Search code examples
pythonnumpyscikit-learnlinear-regression

Why my SGD is far off than my linear regression model?


I'm trying to compare Linear Regression (Normal Equation) with SGD but it looks like SGD is far off. Am I doing something wrong?

Here's my code

x = np.random.randint(100, size=1000)
y = x * 0.10
slope, intercept, r_value, p_value, std_err = stats.linregress(x=x, y=y)
print("slope is %f and intercept is %s" % (slope,intercept))
#slope is 0.100000 and intercept is 1.61435309565e-11

And here's my SGD

x = x.reshape(1000,1)
clf = linear_model.SGDRegressor()
clf.fit(x, y, coef_init=0, intercept_init=0)

print(clf.intercept_)
print(clf.coef_)

#[  1.46746270e+10]
#[  3.14999003e+10]

I would have thought that the coef and intercept would be almost the same as the data is linear.


Solution

  • When I tried to run this code, I got an overflow error. I suspect you're having the same problem, but for some reason, it's not throwing an error.

    If you scale down the features, everything works as expected.

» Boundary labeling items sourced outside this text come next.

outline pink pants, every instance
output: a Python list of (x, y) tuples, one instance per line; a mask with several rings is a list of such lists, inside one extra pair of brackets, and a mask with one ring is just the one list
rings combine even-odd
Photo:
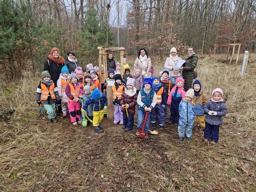
[(81, 121), (81, 102), (69, 101), (68, 107), (71, 122), (77, 122), (77, 118), (78, 119), (78, 121)]

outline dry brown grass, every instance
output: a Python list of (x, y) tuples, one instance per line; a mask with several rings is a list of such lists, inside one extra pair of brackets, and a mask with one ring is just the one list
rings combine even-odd
[(205, 57), (197, 68), (209, 98), (218, 87), (227, 100), (215, 145), (196, 126), (193, 141), (179, 143), (174, 126), (145, 141), (107, 120), (102, 134), (60, 117), (53, 125), (39, 115), (38, 79), (26, 72), (15, 83), (2, 79), (0, 105), (16, 112), (0, 122), (0, 191), (255, 191), (256, 56), (243, 78), (241, 64), (224, 58)]

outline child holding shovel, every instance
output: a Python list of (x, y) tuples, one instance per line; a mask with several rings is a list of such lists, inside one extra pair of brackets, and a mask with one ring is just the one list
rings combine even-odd
[(133, 130), (135, 114), (135, 106), (137, 104), (138, 94), (134, 87), (135, 80), (129, 77), (127, 79), (126, 87), (123, 91), (120, 104), (123, 112), (123, 126), (125, 131)]

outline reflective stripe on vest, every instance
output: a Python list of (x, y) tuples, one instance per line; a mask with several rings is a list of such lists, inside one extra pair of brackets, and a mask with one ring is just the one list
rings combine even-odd
[[(70, 93), (71, 93), (74, 98), (78, 97), (80, 92), (80, 87), (79, 86), (80, 84), (77, 83), (77, 90), (75, 90), (74, 88), (74, 85), (71, 84), (70, 83), (69, 83), (70, 87)], [(72, 99), (70, 99), (69, 98), (69, 101), (73, 101)]]
[(162, 102), (162, 94), (163, 92), (164, 88), (162, 87), (156, 94), (156, 98), (157, 99), (157, 102), (156, 103), (157, 104), (160, 104), (161, 102)]
[(46, 101), (48, 99), (48, 96), (51, 95), (52, 99), (55, 99), (55, 95), (54, 94), (54, 83), (52, 83), (49, 88), (49, 90), (47, 89), (45, 84), (41, 83), (41, 88), (42, 89), (42, 92), (41, 93), (41, 101)]
[(123, 85), (120, 85), (117, 90), (115, 89), (115, 85), (113, 85), (112, 86), (112, 91), (113, 91), (113, 99), (115, 100), (117, 97), (117, 99), (121, 99), (122, 98), (122, 94), (123, 89)]

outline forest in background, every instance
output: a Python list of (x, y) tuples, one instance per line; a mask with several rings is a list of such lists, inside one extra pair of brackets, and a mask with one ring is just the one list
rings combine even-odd
[(209, 54), (230, 43), (256, 48), (256, 0), (0, 0), (0, 70), (9, 79), (42, 68), (54, 46), (64, 57), (75, 51), (83, 66), (97, 63), (98, 46), (128, 55), (143, 46), (162, 61), (172, 46), (180, 55), (187, 46)]

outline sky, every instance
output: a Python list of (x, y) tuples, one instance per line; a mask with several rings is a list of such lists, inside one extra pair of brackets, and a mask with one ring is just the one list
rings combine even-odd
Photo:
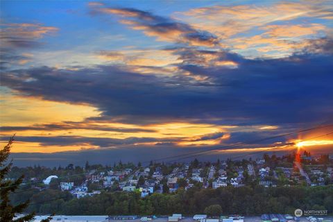
[(21, 163), (333, 153), (332, 1), (0, 6), (0, 140)]

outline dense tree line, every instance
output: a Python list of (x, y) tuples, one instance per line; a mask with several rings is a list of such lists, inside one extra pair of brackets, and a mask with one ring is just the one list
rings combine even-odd
[[(220, 187), (216, 189), (194, 187), (173, 194), (153, 194), (142, 198), (138, 192), (107, 192), (92, 197), (74, 198), (68, 192), (47, 189), (20, 197), (14, 202), (30, 198), (28, 211), (62, 214), (138, 214), (166, 215), (172, 213), (205, 213), (211, 205), (221, 207), (223, 214), (258, 215), (263, 213), (289, 213), (296, 208), (327, 210), (333, 212), (333, 186), (260, 186)], [(64, 197), (64, 198), (62, 198)], [(56, 199), (47, 201), (49, 199)], [(43, 203), (44, 200), (46, 200)], [(208, 208), (207, 208), (208, 207)]]

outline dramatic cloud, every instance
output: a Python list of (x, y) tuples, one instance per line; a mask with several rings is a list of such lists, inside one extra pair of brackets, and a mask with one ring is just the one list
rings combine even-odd
[(311, 135), (263, 139), (332, 121), (330, 1), (92, 2), (34, 10), (40, 23), (7, 4), (0, 139), (17, 133), (15, 152), (288, 149)]
[[(200, 52), (200, 51), (199, 51)], [(183, 49), (188, 60), (196, 55)], [(26, 96), (87, 103), (103, 118), (127, 121), (194, 119), (247, 119), (283, 123), (311, 121), (331, 111), (331, 55), (248, 60), (220, 53), (237, 68), (184, 64), (189, 76), (157, 77), (114, 66), (78, 70), (40, 67), (5, 72), (3, 85)], [(191, 76), (202, 76), (196, 80)], [(54, 83), (57, 83), (55, 84)], [(283, 107), (283, 109), (280, 108)]]

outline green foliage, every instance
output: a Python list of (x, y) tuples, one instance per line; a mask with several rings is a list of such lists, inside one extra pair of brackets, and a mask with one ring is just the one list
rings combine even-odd
[[(333, 211), (333, 186), (281, 187), (262, 186), (220, 187), (216, 189), (198, 187), (176, 193), (157, 194), (141, 198), (138, 192), (102, 191), (99, 195), (79, 199), (69, 192), (55, 189), (14, 194), (15, 203), (30, 198), (33, 203), (28, 212), (58, 214), (166, 215), (175, 212), (183, 214), (203, 213), (211, 205), (219, 205), (225, 214), (259, 215), (265, 213), (290, 214), (296, 208), (325, 209)], [(16, 196), (16, 198), (15, 197)], [(54, 200), (44, 201), (44, 200)], [(209, 208), (208, 208), (209, 209)], [(213, 214), (212, 214), (213, 215)]]

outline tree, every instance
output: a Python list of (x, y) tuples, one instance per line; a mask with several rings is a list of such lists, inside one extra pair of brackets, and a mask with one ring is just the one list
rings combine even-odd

Using scipy.stats.linregress:

    >>> x = np.random.random(1000) * 10
    >>> y = x * 0.10
    >>> slope, intercept, r_value, p_value, std_err = stats.linregress(x=x, y=y)
    >>> print("slope is %f and intercept is %s" % (slope,intercept))
    slope is 0.100000 and intercept is -2.22044604925e-15
    

    Using linear_model.SGDRegressor:

    >>> clf.fit(x[:,None], y)
    SGDRegressor(alpha=0.0001, epsilon=0.1, eta0=0.01, fit_intercept=True,
           l1_ratio=0.15, learning_rate='invscaling', loss='squared_loss',
           n_iter=5, penalty='l2', power_t=0.25, random_state=None,
           shuffle=False, verbose=0, warm_start=False)
    >>> print("slope is %f and intercept is %s" % (clf.coef_, clf.intercept_[0]))
    slope is 0.099763 and intercept is 0.00163353754797
    

    The value for slope is a little lower, but I'd guess that's because of the regularization.